4) Where Can I buy Solar Panels? https://amzn.to/3EqEywK
5) Where can I buy a Battery Management System https://s.click.aliexpress.com/e/_AAgcFQ
6) What parts do you use on your Samba? https://j35.us/eSambaParts
8) Why not use Supercapacitors?
A. Batteries work better at this time, caps are rare and expensive devices that are very good at doing things not needed for storage systems typically.
Disclosure: When you click on links to various merchants on this Videos and make a purchase, this can result in the earning of a commission. Affiliate programs and affiliations include, eBay Partner Network, and Amazon..
Advertise on my channel - http://archimedes.agency/ #influencers
My video gear - https://kit.co/jehu/vlogging-essentials
My T-shirts - https://kit.co/jehu/jehu-s-merchandizing
Follow me on Instagram http://j35.us/insta-jag35
Follow me on Twitter http://j35.us/twitter-jag35
Join our Facebook Group https://www.facebook.com/groups/jehusDiYPowerwalls/
If you would like support my Projects you can:
Buy a Tesla using my referral code https://ts.la/christal20797
donate: http://j35.us/helpwithcash
Donate BitCoin - 1PjhLF2vPueywwaoUMetZCLbC6rQiniyj7
or you can become our patron https://www.patreon.com/jehu

All right, it is time we look and answer some of your comments and questions. I used to do this back in the day, but i haven't done it in a while. So let's do, let's get back to doing that today. As you know, i get a lot of comments and a lot of questions uh a lot of praise, a lot of hate, it all comes out and i don't i try to read all of it.
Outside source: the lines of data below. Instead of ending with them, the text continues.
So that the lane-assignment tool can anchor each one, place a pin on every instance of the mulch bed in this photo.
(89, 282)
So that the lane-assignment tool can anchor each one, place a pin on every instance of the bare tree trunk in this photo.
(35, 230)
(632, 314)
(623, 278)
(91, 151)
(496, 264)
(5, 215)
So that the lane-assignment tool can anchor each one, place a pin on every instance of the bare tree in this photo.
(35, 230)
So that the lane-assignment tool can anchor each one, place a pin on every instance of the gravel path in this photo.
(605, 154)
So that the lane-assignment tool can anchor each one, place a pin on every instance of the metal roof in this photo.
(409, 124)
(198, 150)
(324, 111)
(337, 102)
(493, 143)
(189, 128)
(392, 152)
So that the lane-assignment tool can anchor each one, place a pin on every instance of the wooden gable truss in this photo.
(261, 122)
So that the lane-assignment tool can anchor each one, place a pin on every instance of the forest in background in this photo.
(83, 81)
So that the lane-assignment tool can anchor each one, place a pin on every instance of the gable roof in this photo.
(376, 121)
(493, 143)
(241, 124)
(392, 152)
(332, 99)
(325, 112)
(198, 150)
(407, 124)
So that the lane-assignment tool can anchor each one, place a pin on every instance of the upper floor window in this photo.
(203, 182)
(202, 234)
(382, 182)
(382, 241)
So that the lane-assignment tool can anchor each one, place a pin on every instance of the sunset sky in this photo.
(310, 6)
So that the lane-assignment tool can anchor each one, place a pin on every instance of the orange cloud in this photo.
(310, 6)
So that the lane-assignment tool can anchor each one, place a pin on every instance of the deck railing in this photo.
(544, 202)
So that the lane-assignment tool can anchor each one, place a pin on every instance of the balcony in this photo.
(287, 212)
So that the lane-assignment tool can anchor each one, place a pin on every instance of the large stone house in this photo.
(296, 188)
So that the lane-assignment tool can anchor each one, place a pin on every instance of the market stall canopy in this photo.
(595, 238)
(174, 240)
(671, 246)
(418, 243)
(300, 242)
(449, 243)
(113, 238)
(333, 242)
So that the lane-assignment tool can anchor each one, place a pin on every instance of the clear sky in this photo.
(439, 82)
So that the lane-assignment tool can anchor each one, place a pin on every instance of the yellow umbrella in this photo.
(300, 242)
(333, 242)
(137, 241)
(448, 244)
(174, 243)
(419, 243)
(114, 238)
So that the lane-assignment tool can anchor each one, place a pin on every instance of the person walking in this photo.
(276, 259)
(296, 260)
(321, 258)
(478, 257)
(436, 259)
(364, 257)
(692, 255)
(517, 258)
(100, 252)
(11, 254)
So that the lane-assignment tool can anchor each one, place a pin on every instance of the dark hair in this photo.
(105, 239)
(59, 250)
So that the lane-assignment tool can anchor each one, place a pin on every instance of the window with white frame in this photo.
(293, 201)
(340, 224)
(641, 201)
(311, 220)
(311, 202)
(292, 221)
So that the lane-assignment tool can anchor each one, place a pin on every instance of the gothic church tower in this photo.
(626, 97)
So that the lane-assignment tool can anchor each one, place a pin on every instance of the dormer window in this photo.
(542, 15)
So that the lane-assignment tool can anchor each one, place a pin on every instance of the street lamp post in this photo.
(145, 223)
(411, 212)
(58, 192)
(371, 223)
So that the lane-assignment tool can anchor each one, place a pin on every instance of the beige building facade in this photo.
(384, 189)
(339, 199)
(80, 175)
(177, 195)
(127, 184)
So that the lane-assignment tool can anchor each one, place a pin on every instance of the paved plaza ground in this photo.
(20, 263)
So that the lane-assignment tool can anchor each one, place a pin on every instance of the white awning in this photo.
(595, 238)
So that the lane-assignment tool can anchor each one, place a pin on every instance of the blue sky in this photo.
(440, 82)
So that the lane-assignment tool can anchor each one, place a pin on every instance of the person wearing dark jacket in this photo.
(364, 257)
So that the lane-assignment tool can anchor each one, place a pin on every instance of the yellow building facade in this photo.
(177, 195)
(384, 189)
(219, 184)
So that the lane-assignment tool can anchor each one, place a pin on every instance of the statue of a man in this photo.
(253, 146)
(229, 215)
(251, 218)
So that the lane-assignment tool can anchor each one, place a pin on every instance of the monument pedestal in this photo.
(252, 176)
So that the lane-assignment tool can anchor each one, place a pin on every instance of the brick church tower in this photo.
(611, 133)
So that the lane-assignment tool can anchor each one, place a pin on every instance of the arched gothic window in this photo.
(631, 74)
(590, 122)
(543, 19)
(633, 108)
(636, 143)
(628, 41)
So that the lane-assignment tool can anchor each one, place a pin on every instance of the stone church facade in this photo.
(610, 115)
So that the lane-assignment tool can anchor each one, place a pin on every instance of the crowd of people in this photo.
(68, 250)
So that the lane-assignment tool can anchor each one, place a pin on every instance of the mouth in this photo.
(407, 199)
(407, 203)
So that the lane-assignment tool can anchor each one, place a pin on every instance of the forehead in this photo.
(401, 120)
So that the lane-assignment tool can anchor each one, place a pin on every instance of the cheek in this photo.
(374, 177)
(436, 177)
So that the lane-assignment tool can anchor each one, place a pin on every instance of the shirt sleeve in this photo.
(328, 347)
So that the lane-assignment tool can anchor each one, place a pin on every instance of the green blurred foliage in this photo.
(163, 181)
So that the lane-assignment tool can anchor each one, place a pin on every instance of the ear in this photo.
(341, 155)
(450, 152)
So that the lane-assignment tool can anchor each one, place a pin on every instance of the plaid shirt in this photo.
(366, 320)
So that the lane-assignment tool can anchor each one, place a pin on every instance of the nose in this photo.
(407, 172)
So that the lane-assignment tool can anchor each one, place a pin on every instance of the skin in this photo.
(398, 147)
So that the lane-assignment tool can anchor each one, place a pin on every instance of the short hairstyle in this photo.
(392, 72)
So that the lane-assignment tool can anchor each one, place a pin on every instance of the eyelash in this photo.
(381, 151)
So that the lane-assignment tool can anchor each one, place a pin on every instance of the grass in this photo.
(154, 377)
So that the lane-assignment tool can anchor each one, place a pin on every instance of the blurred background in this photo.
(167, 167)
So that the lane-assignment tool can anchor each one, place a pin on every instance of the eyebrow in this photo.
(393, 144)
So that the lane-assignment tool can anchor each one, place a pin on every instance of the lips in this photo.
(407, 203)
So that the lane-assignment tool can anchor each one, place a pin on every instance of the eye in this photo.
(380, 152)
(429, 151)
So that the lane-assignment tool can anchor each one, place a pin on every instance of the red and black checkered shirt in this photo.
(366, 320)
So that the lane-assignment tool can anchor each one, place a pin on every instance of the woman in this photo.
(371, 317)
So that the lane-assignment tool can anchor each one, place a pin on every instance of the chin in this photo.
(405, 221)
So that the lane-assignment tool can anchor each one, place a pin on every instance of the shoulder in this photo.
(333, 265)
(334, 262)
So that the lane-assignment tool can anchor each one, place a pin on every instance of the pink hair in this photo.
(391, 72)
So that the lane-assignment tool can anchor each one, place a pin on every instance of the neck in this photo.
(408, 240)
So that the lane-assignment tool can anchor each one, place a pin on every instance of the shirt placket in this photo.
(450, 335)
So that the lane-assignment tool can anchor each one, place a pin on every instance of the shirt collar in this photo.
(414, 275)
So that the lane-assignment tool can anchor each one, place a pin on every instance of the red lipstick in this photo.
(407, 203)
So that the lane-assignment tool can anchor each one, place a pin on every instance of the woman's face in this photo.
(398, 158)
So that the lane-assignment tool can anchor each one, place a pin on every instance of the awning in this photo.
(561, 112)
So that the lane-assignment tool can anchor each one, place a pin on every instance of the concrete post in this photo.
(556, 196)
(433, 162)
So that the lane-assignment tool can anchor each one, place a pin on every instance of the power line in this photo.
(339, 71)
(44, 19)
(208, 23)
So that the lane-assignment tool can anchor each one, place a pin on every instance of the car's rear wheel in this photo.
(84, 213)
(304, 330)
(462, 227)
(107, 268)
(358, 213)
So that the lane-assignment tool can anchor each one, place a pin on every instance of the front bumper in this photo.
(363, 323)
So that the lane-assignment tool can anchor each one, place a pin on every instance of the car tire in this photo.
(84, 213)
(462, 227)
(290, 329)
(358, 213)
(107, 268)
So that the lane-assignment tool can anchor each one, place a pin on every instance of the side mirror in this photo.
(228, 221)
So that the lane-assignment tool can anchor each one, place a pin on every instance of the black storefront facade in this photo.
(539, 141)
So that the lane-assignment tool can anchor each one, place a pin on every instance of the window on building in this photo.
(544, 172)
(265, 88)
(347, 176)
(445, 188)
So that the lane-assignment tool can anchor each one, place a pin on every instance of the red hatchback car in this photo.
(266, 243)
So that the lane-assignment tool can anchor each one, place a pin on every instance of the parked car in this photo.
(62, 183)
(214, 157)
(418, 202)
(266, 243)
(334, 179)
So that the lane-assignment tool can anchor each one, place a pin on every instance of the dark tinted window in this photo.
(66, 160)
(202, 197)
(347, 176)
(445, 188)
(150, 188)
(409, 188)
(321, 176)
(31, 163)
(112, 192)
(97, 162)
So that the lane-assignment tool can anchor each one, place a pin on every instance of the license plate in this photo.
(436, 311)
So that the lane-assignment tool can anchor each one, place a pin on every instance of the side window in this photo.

I i don't. I can't always get that. I skipped a lot of it. You know just because of uh, i have been limited in time and stuff, but every once in a while, you know you're, like you, keep seeing things that are like repeated, like things that people think things that people comment and i'm like.

Well, not really. You know, and then it goes in my and then i read that comment again so today. I want to address one of those comments. I think this person, i think just generally is, has some concerns about batteries and he posted his concerns in the batteries here and one of the latest videos that i did, and so i want to go point by point.

You know at least give my opinion of what this is right, so uh. The comment starts by saying most of these scooter and bike batteries are some flavor of nmc lithium battery chemistry that is 100 true. Yes, the nmc, i think, starts for nickel manganese cobalt. I think and some have aluminum in there and some have a different variations like uh combinations of these same three or four metals you know and the cathode usually right so trip nmc, lithium, carbon oxide.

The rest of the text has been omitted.